Trinta senadores conservadores no Brasil divulgaram uma carta na sexta-feira que condenavam os ataques de 8 de janeiro, mas questionavam o poder crescente da Suprema Corte. Especialistas jurídicos em todo o Brasil têm debatido se as medidas do tribunal são justificadas dada a ameaça – ou se constituem o seu próprio novo problema.

“Acho que há problemas com as ações do Supremo Tribunal Federal”, disse Emilio Peluso, professor de direito constitucional da Universidade Federal de Minas Gerais, no Brasil. “Mas acho que a Suprema Corte teve que dar uma resposta firme ao que aconteceu em 8 de janeiro.”

Moraes também liderou o tribunal eleitoral que votou em junho para impedir que Bolsonaro concorresse às próximas eleições presidenciais. Cinco dos sete juízes do tribunal decidiram que Bolsonaro abusou do seu poder quando, antes das eleições de 2022, atacou os sistemas de votação do Brasil num discurso transmitido pela televisão estatal.

Levitsky, professor de Harvard, disse que a abordagem do Brasil se assemelha à doutrina da “democracia militante” desenvolvida na Alemanha após a Segunda Guerra Mundial para combater o fascismo, na qual o governo pode banir políticos considerados uma ameaça.

Os Estados Unidos preferiram deixar isso para os eleitores, embora os tribunais de todo o país estejam agora avaliando a elegibilidade de Trump, e espera-se que a Suprema Corte dos EUA acabe decidindo a questão.

À medida que o apoio político de Bolsonaro fracassou – e enquanto ele enfrenta uma série de investigações criminais, incluindo uma relacionada com 8 de janeiro – ele deixou de alegar ter sido vítima de fraude eleitoral.

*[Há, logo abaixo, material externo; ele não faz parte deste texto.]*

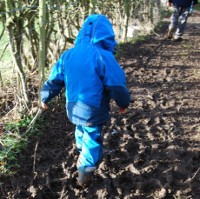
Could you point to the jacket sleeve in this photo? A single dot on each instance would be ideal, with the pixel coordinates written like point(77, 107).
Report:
point(54, 83)
point(115, 81)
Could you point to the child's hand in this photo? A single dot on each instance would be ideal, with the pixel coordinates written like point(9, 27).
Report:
point(44, 106)
point(122, 110)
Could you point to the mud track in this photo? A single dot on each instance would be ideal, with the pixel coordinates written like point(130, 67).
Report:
point(153, 151)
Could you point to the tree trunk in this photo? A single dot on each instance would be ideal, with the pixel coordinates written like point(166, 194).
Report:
point(42, 47)
point(15, 44)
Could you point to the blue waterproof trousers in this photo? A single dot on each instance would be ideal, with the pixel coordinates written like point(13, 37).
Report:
point(89, 141)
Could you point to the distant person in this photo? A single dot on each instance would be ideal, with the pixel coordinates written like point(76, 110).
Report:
point(91, 77)
point(179, 17)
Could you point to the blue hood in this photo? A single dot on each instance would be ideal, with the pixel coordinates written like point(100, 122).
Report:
point(97, 30)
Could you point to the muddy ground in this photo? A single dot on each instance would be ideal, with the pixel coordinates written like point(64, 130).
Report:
point(153, 151)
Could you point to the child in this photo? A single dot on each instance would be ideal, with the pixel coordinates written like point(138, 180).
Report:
point(181, 9)
point(91, 76)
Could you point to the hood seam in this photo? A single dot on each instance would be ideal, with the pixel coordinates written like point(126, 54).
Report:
point(95, 28)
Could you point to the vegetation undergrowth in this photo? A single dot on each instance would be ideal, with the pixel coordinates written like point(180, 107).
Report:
point(15, 139)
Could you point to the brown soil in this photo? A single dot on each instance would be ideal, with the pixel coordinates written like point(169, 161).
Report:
point(152, 151)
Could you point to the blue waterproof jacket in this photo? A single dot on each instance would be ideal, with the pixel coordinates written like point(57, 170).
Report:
point(90, 74)
point(183, 3)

Ao mesmo tempo, com o apoio de colegas republicanos, Trump intensificou as suas mentiras. Em um comício de campanha na sexta-feira, ele chamou os presos nas acusações de 6 de janeiro de “reféns” e afirmou falsamente que o movimento antifa de extrema esquerda e o FBI eram “liderando o ataque”no motim. “Vocês viram as mesmas pessoas que eu”, disse ele aos apoiadores.

Uma pesquisa no mês passado mostrou que um quarto dos americanos agora acreditam que os agentes do FBI “organizaram e encorajaram” o ataque de 6 de janeiro.

Para Levitsky, essa estatística ilustra o que os Estados Unidos podem aprender com o Brasil neste caso: “O que os líderes dizem e o que os líderes fazem é importante”.

Paulo Motoryn contribuiu com reportagem de Brasília.